Y hasta sin ningún determinante como en la programación televisiva _Interessantes im Fernsehen_ o en este anuncio _Interessantes im Fernsehen zu Reisen und Urlaub_.

Saludos,


----------



## decubito

Hola!

En realidad mi última respuesta se refería más a una de mis preguntas iniciales: en alemán, "¿un adjetivo no puede complementar a un pronombre sin cambiar de categoría gramatical?", pues, al parecer, en español, según veo, sí es posible:

"Los adjetivos son modificadores de los sustantivos  comunes (_guayabas maduras, el pobre caballero, piadosas visiones alegóricas, un simple empleado_), de los infinitivos sustantivados  (_su  andar  cansino_:  §  26.2.1a) *y de algunos pronombres, como los indefinidos: Nada bueno sacarás de ello; No hay mucho interesante que contar o en Al mirarse en el espejo, sorprendió algo nuevo en su mirada, algo débil, inseguro (Torrente Ballester, Gozos).*" RAE Manual de la Nueva Gramática.
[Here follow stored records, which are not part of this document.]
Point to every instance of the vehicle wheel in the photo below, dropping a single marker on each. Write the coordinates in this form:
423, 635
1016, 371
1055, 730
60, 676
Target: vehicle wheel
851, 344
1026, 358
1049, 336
Lo que no implica necesariamente que 



> ...y haría el análisis al revés, es decir que estos pronombres complementan  a los adjetivos ya nominalizados, o mejor dicho, determinan...
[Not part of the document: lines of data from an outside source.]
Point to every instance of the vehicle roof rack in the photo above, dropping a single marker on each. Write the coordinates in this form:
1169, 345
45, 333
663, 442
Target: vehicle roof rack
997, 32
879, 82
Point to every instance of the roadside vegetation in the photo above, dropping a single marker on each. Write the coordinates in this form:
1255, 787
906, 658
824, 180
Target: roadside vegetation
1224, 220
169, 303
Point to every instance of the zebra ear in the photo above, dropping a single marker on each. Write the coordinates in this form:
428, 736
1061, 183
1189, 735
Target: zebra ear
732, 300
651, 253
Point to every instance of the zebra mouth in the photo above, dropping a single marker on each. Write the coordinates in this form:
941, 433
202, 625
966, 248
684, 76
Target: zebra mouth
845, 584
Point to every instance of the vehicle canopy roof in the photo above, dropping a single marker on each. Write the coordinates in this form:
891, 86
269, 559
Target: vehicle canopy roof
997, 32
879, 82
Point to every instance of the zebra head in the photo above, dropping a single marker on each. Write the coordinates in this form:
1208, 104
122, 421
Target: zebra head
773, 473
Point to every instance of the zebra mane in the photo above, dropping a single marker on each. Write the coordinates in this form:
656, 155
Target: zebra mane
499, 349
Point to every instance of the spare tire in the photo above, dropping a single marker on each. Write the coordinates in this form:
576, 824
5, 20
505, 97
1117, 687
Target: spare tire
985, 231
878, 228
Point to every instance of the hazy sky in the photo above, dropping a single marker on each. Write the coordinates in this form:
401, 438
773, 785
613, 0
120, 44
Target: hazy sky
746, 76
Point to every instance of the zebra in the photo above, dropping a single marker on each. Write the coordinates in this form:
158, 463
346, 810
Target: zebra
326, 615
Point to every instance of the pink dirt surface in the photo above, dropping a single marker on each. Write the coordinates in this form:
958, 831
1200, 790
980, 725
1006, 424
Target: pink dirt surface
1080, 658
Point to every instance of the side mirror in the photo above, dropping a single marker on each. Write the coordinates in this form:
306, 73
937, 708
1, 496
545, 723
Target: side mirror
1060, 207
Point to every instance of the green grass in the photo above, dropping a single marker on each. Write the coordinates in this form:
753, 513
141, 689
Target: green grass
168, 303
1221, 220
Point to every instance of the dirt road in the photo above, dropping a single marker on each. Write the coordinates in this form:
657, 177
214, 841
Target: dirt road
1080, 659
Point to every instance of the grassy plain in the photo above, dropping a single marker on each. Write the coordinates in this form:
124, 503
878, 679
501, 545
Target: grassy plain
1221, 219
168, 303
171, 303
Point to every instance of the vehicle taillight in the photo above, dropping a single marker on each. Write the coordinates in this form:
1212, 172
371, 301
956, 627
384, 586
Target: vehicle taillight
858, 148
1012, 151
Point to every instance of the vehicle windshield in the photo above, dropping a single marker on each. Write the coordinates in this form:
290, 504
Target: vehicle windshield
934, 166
no se pueda aplicar también al español.



> A la pauta «_alles, etwas, nichts, viel, wenig_ + substantiviertes Adjektiv», yo le añadaría también esta otra «_das, dieses_ + substantiviertes Adjektiv»,



Y seguiríamos añadiendo _niemand, jemand_...  : http://www.canoo.net/services/Onlin...u/Pronomen.html#Anchor-Substantiviertes-35882 

Gracias totales.

Saludos!


----------



## kunvla

decubito said:


> En realidad mi última respuesta se refería más a una de mis preguntas iniciales: en alemán, "¿un adjetivo no puede complementar a un pronombre sin cambiar de categoría gramatical?", pues, al parecer, en español, según veo, sí es posible:
> 
> "Los adjetivos son modificadores de los sustantivos  comunes (_guayabas maduras, el pobre caballero, piadosas visiones alegóricas, un simple empleado_), de los infinitivos sustantivados  (_su  andar  cansino_:  §  26.2.1a) *y de algunos pronombres, como los indefinidos: Nada bueno sacarás de ello; No hay mucho interesante que contar o en Al mirarse en el espejo, sorprendió algo nuevo en su mirada, algo débil, inseguro (Torrente Ballester, Gozos).*" RAE Manual de la Nueva Gramática.


Sí lo puede, pero en tal caso los indefinidos deben ser sustandivados, y por tanto escribirse con mayúscula:

_kosmisches Nichts, ein gewisses Etwas, ein gewisser Jemand_.

Saludos,


----------